Cross-References: Leviticus 5 :14-19; Isaiah 53 :10 (“He shall make His soul an asham”).


4. A Yoke That Should Not Work (vv. 7-12)

Two milk cows, never yoked, are hitched to a new cart. Natural instinct would make them turn back to their calves. Instead they go “straight up the road” (v. 12). The Hebrew piles verbs—yā·šārnāh hădā·rĕk—to stress determination. God’s sovereignty overrules maternal pull, proving the plague was no coincidence.

Early Church preacher Chrysostom loved this scene: “Creation itself became preacher; beasts were wiser than men, offering obedience unforced.”

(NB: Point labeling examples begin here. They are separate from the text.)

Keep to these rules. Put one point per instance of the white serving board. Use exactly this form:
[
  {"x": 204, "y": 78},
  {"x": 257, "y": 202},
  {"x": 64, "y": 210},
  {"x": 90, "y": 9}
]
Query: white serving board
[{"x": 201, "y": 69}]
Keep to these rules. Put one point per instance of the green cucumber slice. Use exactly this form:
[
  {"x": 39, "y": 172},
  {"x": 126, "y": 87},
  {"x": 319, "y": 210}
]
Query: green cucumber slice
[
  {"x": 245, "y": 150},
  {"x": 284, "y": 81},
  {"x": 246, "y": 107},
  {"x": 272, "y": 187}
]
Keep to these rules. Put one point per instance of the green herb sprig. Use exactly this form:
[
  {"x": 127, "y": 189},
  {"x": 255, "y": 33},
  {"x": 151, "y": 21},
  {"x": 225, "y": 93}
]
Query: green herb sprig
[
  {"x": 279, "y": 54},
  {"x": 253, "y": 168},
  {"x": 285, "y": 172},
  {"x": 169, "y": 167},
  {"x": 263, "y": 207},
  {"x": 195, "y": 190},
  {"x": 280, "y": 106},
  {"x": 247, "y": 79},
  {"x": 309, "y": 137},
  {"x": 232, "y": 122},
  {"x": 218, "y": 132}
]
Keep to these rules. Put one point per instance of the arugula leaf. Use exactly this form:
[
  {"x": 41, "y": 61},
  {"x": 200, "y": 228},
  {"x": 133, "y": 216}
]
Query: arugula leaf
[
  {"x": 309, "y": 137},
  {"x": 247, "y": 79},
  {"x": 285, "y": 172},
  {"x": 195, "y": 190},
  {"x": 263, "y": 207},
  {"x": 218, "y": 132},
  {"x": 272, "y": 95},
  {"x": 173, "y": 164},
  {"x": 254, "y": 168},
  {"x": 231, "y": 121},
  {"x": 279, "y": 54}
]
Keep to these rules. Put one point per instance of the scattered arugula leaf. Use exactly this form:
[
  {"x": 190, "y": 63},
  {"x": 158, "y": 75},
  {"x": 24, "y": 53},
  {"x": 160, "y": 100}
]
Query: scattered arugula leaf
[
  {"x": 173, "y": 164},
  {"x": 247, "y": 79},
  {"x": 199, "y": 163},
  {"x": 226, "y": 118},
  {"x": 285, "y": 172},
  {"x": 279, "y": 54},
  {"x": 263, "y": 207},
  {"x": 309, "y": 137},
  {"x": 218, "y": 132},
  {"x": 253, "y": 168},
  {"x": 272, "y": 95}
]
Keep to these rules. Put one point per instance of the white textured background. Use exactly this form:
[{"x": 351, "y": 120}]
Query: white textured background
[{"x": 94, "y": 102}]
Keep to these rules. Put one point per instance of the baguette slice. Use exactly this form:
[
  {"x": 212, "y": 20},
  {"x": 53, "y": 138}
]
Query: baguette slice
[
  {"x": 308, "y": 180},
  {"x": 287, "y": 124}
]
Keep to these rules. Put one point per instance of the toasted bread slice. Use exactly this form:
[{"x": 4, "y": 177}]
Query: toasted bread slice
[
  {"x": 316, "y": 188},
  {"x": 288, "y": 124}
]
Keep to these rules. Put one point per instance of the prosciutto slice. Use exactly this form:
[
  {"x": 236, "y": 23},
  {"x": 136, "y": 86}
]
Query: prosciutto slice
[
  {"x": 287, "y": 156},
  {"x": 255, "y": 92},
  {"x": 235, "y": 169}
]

5. Beth-shemesh: Joy Meets Judgment (vv. 13-20)

At first:
• Reapers rejoice (v. 13).
• Levites offer burnt offerings (v. 15).

But then 70 men (some manuscripts read 50,070) are struck because they “looked upon” (or “into”) the Ark. Whether the sin was curiosity or presumption, the lesson is clear: proximity to the sacred demands reverence. Compare Numbers 4 :20 and 2 Samuel 6 :6-9 (Uzzah).

Literary Device: The text pivots on the question “Who can stand?”—echoing Psalm 24 :3-4 and foreshadowing every worshiper’s cry before a holy God.


6. Holy Fear and Forward Hope (v. 21)

Beth-shemesh sends for neighbors at Kiriath-jearim (modern Deir el-ʿAzar). They do not discard the Ark; they seek a community prepared to care for it rightly. Fear becomes wisdom.


7. Threads Through Scripture

• Holiness: Exodus 19 :12-24; Isaiah 6 :1-5; Hebrews 12 :28-29.
• Guilt removed by substitute: Leviticus 16; Romans 3 :25.
• God guiding the unlikely: Balaam’s donkey (Numbers 22), ravens feeding Elijah (1 Kings 17), here two cows.


8. Voices from the Church

• Augustine, City of God I.3: “God shows He is not possessed but possesses; He is never captured though His ark was.”
• Calvin: “Those who handle holy things must remember that what is familiar is not therefore common.”
• Wesley: “Conviction without conversion only hardens; the Philistines feared but did not repent.”


9. For Today

  1. Return what is God’s. Have I claimed any area of life as mine when it is His—time, talents, relationships?
  2. Offer fitting restitution. Genuine repentance includes tangible change (Luke 19 :8).
  3. Revere, don’t presume. Casual worship can be deadly to the soul. Ask the Spirit to restore holy awe.
  4. Trust His sovereignty. If God can steer lowing cows against their instinct, He can direct my meandering heart toward His purposes.

10. Hymn Suggestion

“Let All Mortal Flesh Keep Silence” (4th-century Liturgy of St. James; tr. Gerard Moultrie, 1864). Its refrain—“Christ our God to earth descendeth”—answers Beth-shemesh’s question: in Christ, the Holy One comes near and makes us stand.


11. Closing Prayer

Holy Father,
You who ride upon the cherubim and yet guide humble cattle,
teach us the tremble that leads to trust.
Cleanse our presumptions, receive our guilt offerings in the blood of Your Son,
and steer our lives straight toward Your glory.
May reverence blossom into joy,
and joy deepen into obedient love.
Through Jesus Christ our Lord. Amen.